UCB and Sharecare conducted a three-month prospective real-life study in the United States involving 82 patients with moderate to severe autoimmune myasthenia gravis.
The participants sent selfie videos to the investigators, which were analysed automatically by a margin reflex distance (MDR1) measurement tool developed using an artificial neural network:
- these measurements proved to be effective, with a strong correlation between their results and those of manual measurements carried out on the images,
- even though the participants’ smartphones (60 different models) had transmitted images of very different quality (definition, light, camera angle, etc.).

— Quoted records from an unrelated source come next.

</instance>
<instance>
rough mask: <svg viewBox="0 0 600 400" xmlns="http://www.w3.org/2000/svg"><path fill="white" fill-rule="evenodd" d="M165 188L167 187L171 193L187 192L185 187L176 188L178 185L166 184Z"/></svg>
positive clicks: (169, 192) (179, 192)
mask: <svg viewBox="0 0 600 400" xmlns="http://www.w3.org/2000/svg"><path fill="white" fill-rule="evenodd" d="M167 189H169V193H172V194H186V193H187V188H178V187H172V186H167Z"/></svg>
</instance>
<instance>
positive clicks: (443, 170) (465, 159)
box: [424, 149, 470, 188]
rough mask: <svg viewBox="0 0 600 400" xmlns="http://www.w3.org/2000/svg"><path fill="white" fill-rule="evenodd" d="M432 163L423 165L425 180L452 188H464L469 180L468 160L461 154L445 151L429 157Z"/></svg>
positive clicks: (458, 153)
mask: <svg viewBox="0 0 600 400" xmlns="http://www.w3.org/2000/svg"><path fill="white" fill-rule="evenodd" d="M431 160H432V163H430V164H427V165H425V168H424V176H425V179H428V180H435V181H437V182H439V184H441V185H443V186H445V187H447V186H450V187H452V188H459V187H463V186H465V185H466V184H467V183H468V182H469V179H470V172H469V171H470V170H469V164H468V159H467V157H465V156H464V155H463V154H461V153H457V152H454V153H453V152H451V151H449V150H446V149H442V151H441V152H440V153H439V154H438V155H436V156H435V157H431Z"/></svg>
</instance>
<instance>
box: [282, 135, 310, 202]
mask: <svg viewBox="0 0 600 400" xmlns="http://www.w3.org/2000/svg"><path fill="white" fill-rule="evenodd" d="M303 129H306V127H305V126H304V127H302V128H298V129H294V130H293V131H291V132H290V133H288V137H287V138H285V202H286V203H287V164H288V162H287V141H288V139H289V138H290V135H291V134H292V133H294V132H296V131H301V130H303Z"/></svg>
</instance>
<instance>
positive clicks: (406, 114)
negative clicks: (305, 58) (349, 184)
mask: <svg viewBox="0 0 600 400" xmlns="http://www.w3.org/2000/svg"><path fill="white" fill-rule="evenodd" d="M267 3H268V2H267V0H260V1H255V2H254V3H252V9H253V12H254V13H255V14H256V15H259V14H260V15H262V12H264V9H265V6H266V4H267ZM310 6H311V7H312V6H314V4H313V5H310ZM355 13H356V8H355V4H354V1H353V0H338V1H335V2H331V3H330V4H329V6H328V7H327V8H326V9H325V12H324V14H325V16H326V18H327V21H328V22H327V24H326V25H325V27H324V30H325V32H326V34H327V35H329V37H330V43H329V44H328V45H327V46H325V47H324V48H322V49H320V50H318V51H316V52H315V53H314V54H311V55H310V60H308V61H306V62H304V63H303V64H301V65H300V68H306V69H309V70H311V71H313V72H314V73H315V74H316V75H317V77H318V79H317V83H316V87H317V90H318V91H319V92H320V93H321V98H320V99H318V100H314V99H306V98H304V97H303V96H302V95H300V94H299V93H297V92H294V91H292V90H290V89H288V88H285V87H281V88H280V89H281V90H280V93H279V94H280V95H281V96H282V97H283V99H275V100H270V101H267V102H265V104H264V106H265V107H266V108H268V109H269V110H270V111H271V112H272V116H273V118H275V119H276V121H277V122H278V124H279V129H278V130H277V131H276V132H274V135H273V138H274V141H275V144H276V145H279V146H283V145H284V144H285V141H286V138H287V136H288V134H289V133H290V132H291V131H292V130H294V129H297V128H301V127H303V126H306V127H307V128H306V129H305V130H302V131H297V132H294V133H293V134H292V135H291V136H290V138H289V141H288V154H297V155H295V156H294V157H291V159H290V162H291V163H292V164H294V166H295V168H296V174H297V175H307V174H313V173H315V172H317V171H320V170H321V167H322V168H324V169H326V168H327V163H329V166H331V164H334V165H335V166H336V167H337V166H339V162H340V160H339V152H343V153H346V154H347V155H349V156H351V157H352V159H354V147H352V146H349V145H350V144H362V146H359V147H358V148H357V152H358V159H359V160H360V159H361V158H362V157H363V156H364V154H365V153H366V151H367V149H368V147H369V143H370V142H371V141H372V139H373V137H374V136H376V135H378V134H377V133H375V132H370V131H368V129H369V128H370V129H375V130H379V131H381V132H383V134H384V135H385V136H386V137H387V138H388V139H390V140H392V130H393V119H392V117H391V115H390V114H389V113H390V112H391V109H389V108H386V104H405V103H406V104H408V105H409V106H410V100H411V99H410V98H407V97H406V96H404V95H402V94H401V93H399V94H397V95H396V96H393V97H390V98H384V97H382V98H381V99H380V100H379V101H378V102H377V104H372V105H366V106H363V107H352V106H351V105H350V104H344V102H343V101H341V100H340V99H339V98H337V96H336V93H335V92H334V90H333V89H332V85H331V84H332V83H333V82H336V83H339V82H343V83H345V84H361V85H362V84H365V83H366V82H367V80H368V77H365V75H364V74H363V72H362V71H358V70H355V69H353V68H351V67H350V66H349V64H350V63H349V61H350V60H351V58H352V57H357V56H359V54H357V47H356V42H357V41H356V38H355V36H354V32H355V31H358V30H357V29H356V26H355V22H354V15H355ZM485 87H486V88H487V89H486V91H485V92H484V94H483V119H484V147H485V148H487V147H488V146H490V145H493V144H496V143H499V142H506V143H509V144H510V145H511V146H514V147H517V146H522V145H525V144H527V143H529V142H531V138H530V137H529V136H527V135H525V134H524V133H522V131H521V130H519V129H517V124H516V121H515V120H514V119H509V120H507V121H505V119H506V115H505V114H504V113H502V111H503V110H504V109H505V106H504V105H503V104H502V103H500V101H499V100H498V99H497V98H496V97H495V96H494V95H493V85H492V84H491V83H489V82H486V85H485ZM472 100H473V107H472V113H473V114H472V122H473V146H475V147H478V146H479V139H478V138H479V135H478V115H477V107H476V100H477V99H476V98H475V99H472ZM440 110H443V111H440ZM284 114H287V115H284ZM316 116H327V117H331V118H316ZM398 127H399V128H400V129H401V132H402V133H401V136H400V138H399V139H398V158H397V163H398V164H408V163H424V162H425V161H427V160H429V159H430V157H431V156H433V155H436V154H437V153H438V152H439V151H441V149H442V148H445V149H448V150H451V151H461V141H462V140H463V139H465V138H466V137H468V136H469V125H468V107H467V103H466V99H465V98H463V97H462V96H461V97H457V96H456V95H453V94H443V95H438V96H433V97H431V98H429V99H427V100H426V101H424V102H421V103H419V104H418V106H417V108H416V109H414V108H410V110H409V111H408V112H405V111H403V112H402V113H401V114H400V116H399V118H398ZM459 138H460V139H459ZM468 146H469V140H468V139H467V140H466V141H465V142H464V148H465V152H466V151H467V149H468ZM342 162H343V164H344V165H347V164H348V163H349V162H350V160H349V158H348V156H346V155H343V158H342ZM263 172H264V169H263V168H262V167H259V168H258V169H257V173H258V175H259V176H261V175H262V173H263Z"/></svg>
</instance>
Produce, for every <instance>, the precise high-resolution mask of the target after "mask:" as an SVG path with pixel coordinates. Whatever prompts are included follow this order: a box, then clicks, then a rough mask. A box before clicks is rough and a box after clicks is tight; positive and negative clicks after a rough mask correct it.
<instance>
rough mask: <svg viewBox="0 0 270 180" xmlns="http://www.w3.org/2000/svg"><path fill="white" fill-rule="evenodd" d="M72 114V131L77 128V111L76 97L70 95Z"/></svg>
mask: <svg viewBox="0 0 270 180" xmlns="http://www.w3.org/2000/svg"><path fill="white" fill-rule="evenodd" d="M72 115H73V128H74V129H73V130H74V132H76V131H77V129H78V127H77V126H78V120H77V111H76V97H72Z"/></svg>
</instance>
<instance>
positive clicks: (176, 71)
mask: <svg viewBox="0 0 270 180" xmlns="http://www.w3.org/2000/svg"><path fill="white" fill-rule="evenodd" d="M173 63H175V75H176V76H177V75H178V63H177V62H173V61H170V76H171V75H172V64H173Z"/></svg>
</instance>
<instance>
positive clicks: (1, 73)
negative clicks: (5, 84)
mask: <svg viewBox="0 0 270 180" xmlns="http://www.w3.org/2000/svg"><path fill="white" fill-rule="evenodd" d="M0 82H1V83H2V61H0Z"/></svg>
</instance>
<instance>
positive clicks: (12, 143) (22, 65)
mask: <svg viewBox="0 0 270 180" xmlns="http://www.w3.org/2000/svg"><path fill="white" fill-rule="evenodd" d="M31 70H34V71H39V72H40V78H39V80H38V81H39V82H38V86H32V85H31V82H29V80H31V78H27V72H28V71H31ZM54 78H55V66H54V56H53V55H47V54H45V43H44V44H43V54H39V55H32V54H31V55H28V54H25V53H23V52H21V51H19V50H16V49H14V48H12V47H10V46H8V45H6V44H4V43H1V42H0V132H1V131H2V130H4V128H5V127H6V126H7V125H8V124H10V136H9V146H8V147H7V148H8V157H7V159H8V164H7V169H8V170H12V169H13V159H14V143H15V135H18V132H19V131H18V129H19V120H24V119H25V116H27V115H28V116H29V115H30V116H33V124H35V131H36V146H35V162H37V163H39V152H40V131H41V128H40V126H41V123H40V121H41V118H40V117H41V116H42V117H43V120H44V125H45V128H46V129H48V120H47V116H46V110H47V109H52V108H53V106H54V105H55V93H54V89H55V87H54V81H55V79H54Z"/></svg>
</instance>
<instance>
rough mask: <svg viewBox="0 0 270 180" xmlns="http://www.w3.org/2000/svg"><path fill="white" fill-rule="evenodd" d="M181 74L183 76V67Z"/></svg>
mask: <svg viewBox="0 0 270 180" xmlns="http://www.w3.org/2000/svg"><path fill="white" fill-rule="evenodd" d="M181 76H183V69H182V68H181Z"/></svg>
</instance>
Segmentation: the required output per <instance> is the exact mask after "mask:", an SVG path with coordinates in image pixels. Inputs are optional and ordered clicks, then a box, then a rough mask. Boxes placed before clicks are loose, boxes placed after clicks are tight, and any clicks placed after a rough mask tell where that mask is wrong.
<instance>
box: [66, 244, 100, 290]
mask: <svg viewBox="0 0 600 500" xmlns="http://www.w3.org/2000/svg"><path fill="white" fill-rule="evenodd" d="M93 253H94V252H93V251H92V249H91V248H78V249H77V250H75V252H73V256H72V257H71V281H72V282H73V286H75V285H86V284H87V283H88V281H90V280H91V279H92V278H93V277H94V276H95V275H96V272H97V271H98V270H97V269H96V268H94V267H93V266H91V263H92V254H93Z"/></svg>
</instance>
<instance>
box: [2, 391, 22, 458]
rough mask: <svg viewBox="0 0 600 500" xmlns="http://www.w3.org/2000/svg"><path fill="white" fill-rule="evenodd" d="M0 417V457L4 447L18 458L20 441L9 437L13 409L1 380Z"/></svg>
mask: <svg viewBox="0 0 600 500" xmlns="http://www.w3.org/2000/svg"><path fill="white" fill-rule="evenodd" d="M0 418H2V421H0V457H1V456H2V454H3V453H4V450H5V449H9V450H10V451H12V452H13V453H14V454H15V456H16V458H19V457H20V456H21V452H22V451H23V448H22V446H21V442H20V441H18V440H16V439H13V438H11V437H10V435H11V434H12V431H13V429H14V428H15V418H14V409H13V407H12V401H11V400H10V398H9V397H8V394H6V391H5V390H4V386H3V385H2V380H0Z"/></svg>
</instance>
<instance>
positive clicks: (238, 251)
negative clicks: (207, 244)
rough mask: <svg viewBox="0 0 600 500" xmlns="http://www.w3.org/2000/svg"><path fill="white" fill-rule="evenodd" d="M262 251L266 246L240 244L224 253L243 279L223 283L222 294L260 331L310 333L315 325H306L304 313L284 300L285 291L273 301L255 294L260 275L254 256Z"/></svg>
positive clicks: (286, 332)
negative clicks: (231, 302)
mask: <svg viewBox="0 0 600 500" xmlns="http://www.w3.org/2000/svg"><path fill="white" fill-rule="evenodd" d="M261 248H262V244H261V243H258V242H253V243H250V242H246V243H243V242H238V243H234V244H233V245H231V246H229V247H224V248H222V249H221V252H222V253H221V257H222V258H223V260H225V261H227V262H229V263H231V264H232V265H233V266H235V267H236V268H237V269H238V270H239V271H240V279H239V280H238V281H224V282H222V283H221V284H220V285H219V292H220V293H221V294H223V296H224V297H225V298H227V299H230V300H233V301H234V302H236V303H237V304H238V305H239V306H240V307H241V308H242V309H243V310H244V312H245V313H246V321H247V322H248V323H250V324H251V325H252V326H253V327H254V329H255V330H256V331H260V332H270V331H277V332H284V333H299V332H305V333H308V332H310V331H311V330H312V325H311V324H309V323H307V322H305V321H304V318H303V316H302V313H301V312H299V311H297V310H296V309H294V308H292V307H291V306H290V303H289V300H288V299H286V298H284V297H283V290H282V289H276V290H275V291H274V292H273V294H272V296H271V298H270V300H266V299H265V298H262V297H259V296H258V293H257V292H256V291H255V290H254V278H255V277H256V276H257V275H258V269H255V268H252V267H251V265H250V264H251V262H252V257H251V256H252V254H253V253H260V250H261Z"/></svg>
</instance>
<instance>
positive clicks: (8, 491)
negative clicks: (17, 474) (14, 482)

- The patients also sent information on their symptoms on a daily basis via their smartphones:
- exacerbations of the disease for 55% of them, on average for a total of 6.3 days over the course of the study,
- a significant increase in the MG-ADL score, based on patients’ self-reports, during exacerbations (7 on average versus 0.3 outside exacerbations),
- a correlation between this score and their feeling of exacerbation of the disease (“yes”, “no” or “maybe”),
- the existence of four sub-groups of patients reporting exacerbations, identified using machine learning methods and each characterised by a particular profile of symptoms and their severity.
In myasthenia, perhaps even more than in other diseases, the possibility of remote, real-life assessment is invaluable because of the wide fluctuation in symptoms and the possibility of a myasthenic crisis, which can be life-threatening.